A Cooperative Research Centre for Construction Innovation project aimed at improving access to new and existing buildings for people with a disability has won the Queensland Governments 2007 Disability Action Week Award in the Building and Accessible Environments Category.
The award for Wayfinding in the built environment was presented by the Queensland Governments Disability Services Minister Warren Pitt at a function at the Brisbane Convention and Exhibition Centre at South Bank today (17 July 2007).
Queenslands Department of Public Works (QDPW) was a key participant in the project, along with the CSIRO, the Queensland University of Technology, the Australian Building Codes Board (ABCB) and the Building Commission.
In congratulating the recipients, QDPW Minister Robert Schwarten said the project team had achieved a number of practical solutions to improving access to new and existing property for people with a disability.
The project commenced in 2002 and identified wayfinding systems, technologies and devices appropriate for people with a sensory impairment, particularly people with vision impairment, Mr Schwarten said.It has also identified systems, technologies and devices making access to properties easier and safer for all people.
The team has developed Wayfinding Design Guidelines to foster a reasonable, practical and comprehensive design approach to assist designers, developers, property owners and property managers in identifying ways of improving access to their new or existing property, particularly buildings and large complex facilities.
Mr Schwarten said the guidelines represented material sourced from experts such as Architects, Landscape Architects, Lawyers, Engineers, Building Surveyors, Building Regulators, Access Consultants, people with local expertise, and, persons with a disability.
The design guidelines are intended to be flexible within the context of a built environment and can be used by designers from a number of perspectives including systems for pedestrians, cyclists, drivers of vehicles, building occupants, and visitors, including local or international tourists.
Team Leader, Ron Apelt, from the Department of Works, said the vision impaired are often forgotten in the planning and designing of buildings, public outdoor urban spaces and natural outdoor environments. Our document has been compiled with an emphasis on new buildings and the immediate spaces surrounding these buildings. However, the document is equally applicable for any upgrade proposals for existing buildings, improving wayfinding around large complexes, such as university campuses, hospitals, schools, Mr Aplet said. It is easily transferable also to urban spaces like malls and shopping centres as the design principles remain constant regardless of the type of spaces and places.
Keith Hampson, Construction Innovations CEO, said: Any wayfinding system is more than just signs. It encompasses architecture, landscape architecture, interior design, lighting and cognitive landmarks.
It is essentially about the design of spaces that should assist users in spatial problem solving by providing a consistency of clues throughout the spaces.
There are four primary communicative elements (commonly referred to as clues) or criteria types - architectural, graphic, audible and tactile communication.
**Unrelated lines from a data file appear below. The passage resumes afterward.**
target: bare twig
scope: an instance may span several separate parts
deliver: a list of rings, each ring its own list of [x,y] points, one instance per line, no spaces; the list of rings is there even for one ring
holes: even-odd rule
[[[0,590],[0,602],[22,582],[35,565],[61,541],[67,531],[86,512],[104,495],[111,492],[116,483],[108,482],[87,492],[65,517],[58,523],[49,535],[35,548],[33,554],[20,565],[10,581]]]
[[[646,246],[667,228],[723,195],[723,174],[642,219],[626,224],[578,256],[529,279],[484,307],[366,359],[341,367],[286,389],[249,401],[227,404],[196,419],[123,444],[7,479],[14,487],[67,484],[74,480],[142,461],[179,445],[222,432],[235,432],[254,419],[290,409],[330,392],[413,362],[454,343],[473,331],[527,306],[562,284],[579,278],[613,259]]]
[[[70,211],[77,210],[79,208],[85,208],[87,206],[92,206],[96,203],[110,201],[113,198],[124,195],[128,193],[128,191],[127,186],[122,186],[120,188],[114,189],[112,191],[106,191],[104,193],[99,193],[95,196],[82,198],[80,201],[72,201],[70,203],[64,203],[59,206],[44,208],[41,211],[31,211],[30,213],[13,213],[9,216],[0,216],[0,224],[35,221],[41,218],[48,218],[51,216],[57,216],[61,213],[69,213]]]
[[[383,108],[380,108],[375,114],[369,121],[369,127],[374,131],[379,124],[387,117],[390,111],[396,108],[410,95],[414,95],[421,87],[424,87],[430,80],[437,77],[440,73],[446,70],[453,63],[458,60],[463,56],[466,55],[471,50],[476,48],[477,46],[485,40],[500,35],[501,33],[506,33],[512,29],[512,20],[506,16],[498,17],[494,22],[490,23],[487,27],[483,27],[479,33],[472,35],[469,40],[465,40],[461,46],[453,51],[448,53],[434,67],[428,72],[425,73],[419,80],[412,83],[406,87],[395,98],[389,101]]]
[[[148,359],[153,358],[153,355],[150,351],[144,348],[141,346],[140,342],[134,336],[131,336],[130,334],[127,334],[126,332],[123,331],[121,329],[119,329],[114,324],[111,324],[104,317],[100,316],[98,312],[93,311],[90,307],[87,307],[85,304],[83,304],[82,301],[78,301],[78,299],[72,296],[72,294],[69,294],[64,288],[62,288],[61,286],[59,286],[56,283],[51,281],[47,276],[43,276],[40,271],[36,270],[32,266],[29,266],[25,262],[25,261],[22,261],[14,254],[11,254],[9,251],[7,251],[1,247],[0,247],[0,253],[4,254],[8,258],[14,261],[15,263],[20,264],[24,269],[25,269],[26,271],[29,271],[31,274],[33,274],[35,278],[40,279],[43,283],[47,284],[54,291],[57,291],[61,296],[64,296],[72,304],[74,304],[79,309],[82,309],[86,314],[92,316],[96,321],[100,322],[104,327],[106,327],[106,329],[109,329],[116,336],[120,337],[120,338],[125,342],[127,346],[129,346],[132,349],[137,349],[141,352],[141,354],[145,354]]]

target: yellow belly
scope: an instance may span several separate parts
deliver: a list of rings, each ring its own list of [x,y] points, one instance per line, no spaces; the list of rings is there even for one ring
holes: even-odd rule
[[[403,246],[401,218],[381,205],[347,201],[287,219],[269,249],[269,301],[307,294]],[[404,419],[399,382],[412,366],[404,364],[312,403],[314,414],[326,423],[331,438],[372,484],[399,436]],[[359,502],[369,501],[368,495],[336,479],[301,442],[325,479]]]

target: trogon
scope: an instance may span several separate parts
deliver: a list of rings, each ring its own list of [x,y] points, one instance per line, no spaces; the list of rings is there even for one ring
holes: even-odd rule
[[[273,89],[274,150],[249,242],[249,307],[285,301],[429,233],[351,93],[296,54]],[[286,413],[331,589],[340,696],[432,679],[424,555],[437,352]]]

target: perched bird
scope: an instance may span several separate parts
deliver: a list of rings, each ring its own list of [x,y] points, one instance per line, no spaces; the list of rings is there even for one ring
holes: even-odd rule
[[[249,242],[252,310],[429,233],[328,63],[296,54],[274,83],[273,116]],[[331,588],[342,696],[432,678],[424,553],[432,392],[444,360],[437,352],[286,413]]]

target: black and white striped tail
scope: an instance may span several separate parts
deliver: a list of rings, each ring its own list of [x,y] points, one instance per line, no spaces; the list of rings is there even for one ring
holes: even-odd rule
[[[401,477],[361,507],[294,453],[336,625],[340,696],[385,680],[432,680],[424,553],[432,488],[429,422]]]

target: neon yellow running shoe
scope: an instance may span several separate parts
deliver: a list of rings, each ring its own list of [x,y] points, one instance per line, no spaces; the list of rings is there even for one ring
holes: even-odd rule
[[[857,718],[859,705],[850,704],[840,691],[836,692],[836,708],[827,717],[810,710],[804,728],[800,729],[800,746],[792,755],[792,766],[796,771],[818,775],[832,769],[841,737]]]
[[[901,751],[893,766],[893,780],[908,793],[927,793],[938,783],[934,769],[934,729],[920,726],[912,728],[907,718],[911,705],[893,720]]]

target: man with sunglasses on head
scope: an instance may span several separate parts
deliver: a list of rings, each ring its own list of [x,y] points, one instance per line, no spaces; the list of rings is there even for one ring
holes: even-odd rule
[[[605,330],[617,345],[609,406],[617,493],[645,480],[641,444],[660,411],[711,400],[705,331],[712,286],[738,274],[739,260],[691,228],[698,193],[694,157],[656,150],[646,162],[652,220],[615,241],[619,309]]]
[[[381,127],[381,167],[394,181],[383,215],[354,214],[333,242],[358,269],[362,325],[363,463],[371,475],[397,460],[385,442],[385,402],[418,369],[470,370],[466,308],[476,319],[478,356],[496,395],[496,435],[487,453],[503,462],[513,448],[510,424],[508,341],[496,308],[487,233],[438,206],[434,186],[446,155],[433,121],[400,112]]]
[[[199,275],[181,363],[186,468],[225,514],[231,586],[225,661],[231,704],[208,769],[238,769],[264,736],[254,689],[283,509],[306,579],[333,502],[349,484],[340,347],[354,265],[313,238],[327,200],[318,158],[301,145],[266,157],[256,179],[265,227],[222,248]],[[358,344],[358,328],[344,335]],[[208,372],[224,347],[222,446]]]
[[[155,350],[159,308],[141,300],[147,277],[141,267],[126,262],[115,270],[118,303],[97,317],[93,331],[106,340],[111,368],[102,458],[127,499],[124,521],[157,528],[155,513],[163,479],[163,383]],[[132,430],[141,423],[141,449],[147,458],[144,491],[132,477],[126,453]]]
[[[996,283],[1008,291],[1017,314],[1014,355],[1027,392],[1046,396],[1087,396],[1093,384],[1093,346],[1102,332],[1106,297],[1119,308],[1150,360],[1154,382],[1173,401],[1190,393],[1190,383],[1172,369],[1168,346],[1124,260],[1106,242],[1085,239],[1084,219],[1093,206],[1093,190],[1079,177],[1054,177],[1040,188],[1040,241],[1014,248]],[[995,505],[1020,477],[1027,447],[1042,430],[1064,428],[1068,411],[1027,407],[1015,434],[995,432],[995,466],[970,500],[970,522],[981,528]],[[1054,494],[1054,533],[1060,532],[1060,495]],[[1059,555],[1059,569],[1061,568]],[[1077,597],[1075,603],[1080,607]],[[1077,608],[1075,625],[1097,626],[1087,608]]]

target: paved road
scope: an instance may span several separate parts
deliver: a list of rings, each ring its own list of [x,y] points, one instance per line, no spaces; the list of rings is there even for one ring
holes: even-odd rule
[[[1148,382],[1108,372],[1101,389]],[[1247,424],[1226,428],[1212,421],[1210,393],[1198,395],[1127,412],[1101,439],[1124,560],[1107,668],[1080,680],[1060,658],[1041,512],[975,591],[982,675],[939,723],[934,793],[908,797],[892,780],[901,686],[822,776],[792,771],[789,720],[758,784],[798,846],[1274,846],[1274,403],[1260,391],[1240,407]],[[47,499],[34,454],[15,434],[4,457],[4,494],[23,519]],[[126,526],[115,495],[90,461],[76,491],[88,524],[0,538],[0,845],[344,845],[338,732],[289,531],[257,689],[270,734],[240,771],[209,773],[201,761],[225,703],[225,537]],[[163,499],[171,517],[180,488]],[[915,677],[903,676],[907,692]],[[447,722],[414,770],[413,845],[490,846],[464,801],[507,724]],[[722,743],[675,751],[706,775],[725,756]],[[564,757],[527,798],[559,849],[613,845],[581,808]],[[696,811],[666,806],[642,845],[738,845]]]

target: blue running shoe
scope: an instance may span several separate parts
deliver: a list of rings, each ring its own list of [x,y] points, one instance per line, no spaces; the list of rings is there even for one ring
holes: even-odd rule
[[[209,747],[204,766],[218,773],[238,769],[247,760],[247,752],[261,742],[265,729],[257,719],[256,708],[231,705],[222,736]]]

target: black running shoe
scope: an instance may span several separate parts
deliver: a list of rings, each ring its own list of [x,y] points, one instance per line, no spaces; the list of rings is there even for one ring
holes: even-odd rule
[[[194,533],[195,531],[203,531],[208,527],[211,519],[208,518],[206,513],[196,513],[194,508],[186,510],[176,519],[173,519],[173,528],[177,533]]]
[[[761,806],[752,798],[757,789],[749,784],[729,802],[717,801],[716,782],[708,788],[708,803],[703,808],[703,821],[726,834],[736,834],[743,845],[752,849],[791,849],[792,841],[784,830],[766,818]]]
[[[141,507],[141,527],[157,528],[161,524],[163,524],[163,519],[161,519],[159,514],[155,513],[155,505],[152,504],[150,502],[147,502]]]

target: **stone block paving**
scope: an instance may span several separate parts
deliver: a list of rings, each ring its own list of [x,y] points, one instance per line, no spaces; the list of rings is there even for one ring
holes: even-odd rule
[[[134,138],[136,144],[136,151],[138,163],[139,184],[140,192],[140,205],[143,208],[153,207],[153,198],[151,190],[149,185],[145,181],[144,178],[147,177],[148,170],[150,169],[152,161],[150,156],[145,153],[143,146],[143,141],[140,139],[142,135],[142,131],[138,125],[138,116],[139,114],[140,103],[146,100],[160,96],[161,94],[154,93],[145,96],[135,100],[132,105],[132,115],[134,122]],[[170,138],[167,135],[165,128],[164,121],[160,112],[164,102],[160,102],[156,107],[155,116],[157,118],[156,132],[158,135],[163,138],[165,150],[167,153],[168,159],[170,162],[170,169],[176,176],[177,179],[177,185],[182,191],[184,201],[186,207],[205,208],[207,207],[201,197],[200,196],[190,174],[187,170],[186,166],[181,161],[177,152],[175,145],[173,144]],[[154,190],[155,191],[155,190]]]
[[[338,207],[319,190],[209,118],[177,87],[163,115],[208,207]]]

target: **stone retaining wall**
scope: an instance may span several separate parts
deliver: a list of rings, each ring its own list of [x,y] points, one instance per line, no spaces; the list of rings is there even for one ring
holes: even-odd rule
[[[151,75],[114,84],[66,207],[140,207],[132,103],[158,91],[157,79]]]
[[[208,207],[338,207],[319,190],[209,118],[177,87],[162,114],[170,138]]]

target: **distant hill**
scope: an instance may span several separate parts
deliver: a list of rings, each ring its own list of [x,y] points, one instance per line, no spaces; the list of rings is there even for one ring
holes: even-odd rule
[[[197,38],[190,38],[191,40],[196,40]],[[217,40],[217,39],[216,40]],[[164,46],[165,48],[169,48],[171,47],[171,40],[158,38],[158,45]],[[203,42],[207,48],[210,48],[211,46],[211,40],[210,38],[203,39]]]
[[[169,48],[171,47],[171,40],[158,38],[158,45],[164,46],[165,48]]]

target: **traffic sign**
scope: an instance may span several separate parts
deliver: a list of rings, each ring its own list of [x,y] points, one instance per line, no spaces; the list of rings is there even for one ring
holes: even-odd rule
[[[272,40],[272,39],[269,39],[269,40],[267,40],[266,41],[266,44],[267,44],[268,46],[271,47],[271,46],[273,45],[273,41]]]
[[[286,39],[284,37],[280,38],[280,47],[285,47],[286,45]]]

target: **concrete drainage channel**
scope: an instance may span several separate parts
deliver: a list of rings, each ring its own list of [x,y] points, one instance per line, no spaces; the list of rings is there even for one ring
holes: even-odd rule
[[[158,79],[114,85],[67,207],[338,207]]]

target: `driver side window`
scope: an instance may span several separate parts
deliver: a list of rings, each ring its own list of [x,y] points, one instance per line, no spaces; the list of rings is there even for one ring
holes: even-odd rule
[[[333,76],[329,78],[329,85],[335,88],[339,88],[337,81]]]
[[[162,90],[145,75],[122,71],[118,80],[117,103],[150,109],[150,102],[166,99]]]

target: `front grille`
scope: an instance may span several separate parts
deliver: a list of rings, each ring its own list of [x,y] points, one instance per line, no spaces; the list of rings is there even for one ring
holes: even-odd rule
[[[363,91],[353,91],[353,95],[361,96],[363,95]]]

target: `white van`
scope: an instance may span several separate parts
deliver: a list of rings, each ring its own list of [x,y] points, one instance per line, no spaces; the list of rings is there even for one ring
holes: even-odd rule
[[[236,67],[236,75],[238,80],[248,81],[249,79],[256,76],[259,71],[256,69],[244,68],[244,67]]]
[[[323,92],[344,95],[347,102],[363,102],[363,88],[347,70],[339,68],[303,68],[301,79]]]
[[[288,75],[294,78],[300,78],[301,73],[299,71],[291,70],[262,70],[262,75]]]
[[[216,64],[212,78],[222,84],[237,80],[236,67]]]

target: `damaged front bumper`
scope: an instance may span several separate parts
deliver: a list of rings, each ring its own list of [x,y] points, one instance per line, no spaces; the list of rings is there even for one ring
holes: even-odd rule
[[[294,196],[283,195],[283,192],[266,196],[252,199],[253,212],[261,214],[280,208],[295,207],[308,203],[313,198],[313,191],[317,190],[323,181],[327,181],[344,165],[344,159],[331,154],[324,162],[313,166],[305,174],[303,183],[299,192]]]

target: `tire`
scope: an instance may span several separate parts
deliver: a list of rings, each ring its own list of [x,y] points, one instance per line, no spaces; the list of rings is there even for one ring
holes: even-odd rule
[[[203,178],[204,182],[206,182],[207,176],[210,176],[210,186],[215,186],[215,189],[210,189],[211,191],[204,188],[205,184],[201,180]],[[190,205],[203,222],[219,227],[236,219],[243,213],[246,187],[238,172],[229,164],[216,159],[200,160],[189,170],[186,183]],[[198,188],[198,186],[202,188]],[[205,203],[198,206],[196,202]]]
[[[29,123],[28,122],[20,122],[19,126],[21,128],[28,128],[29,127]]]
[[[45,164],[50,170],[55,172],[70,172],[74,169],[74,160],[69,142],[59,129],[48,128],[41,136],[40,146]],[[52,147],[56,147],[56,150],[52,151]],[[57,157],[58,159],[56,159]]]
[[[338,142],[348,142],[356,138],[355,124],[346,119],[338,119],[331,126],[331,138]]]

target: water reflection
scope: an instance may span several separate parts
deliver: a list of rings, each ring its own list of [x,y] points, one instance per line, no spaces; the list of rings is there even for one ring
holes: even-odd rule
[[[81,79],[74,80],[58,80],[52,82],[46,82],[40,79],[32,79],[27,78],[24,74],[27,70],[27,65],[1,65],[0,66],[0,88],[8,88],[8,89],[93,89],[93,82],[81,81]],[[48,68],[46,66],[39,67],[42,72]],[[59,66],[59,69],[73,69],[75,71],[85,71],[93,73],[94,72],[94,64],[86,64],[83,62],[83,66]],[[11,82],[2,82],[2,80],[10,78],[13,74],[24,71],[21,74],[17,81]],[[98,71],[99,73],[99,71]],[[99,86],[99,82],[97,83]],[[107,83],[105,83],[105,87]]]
It is recognised that an overlap of clues exist, however as a thinking and decision tool each of the primary communicative elements (clues) are broken down into a collection of questions to facilitate an informed decision-making process.
The Building Code of Australia (BCA) provides a useful framework that lends itself as a codified means of ensuring some wayfinding devices and systems are implemented into a building and/or development project.
The BCA has historically and principally dealt with health and safety and amenity issues (as they relate to health and safety).
However, the BCA has progressively changed by systematically dealing with issues such as, the inclusion of a buildings functionality relating to its energy efficiency performance and access for people with disabilities to buildings as well as other matters not principally dealing with health and safety, Dr Hampson said.